Rupee rips through all defences, ends at 68.80 against $

Rupee rips through all defences,  ends at 68.80 against $
Highlights

Posts all time single-day record fall of 256 paise even as RBI measures fail to arrest the freefall; Govt...

Posts all time single-day record fall of 256 paise even as RBI measures fail to arrest the freefall; Govt blames ‘irrational sentiment’ for the decline

Consistent dollar demand from banks and importers kept the rupee under pressure. Sentiment was also hurt by fears of a rising subsidy burden with the passage of the Food Security Bill.

Mumbai (Agencies): The rupee on Wednesday collapsed to a lifetime low of 68.85 against the dollar and closed at 68.80, registering its biggest single-day loss of 256 paise, as global oil prices jumped, deepening concerns about the current account deficit (CAD) and capital outflows.

Consistent dollar demand from banks and importers, mainly oil refiners, following higher crude oil prices, kept the rupee under pressure. Sentiment was also hurt by fears of a rising subsidy burden with the passage of the Food Security Bill. Interestingly, the freefall continued even after Reserve Bank intervened to arrest the slide.

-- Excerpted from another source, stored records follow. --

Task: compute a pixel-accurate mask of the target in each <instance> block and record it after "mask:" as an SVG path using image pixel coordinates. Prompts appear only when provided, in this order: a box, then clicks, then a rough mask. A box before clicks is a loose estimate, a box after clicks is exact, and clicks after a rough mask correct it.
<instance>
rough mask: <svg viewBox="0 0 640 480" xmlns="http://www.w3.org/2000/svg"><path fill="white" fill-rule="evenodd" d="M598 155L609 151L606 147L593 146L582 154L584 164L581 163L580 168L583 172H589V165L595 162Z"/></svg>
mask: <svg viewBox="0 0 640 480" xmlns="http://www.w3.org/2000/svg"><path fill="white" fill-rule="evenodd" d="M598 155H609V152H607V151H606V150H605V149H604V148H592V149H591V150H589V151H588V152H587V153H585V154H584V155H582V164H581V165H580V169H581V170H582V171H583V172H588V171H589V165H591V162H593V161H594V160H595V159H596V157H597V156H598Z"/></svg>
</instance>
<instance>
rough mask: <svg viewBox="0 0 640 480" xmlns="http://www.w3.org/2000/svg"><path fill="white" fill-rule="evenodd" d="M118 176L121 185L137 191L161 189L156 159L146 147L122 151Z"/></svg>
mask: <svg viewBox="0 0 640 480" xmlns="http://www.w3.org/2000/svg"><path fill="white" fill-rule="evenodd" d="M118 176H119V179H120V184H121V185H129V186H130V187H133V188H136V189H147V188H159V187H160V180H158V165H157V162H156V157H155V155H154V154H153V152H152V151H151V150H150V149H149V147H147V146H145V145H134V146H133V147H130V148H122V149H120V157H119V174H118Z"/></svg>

The Finance Ministry blamed ‘irrational sentiment’ for the unprecedented fall in the rupee.

At the interbank foreign exchange market, the rupee opened at 66.90 a dollar against 66.24 previously and dropped to 68.75 in late morning deals. It recovered some ground in the afternoon after the central bank was said to have intervened but dropped to an all-time intra-day low of 68.85 before ending at 68.80, a fall of 256 paise or 3.86 per cent.

In three trading days in a row, the rupee has lost 560 paise, or 8.86 per cent, against the dollar. So far in August, it has tanked by 840 paise, or about 14 per cent, and in the current year by 1,381 paise or over 25 per cent.

“There is a shortage of dollars in the market as participants are expecting the rupee to fall to 70-72 level,” said Naveen Raghuvanshi, associate vice-president at Development Credit Bank. “Even corporates are not willing to sell dollars at these levels. Whatever small supply of dollars is seen today, it is coming from the nationalised banks.”

Oil prices climbed on fears a military strike against Syria for alleged use of chemical weapons against civilians would disrupt crude supplies from West Asia. Higher oil prices and a declining rupee are a double whammy for India, which imports 80 per cent of its crude needs. The dollar strengthened overseas on likely tapering of bond buying by the US Federal Reserve from next month, putting pressure on the rupee.

Meanwhile, the Finance Ministry described the sharp fall in the value of the rupee as a reflection of 'irrational sentiment' and said there is no need for panic. "This is an irrational sentiment. It will correct itself. It is important to stay on the course. There is no need to panic," Economic Affairs Secretary Arvind Mayaram told reporters in New Delhi. He was responding to a query on the value of the rupee, which fell to a record low.

Seeking to assure investors, Mayaram said the current account deficit (CAD) in 2013-14 will be much lower than expected. "CAD will be much lower than expected. We have already seen some moderation in CAD," he said. CAD, which is the difference between the inflow and outflow of foreign exchange, hit a record high of $88.2 billion in 2012-13. The government expects to bring it down to $70 billion in the current fiscal. Mayaram further said the government does not plan to ban derivatives trading in the currency market, a move that experts feel could help in curbing speculation.

On Tuesday, Finance Minister P Chidambaram had said the rupee is undervalued and came out with a 10-point action plan to revive the economy, which included promoting exports, encouraging manufacturing, and reducing the fiscal deficit and CAD.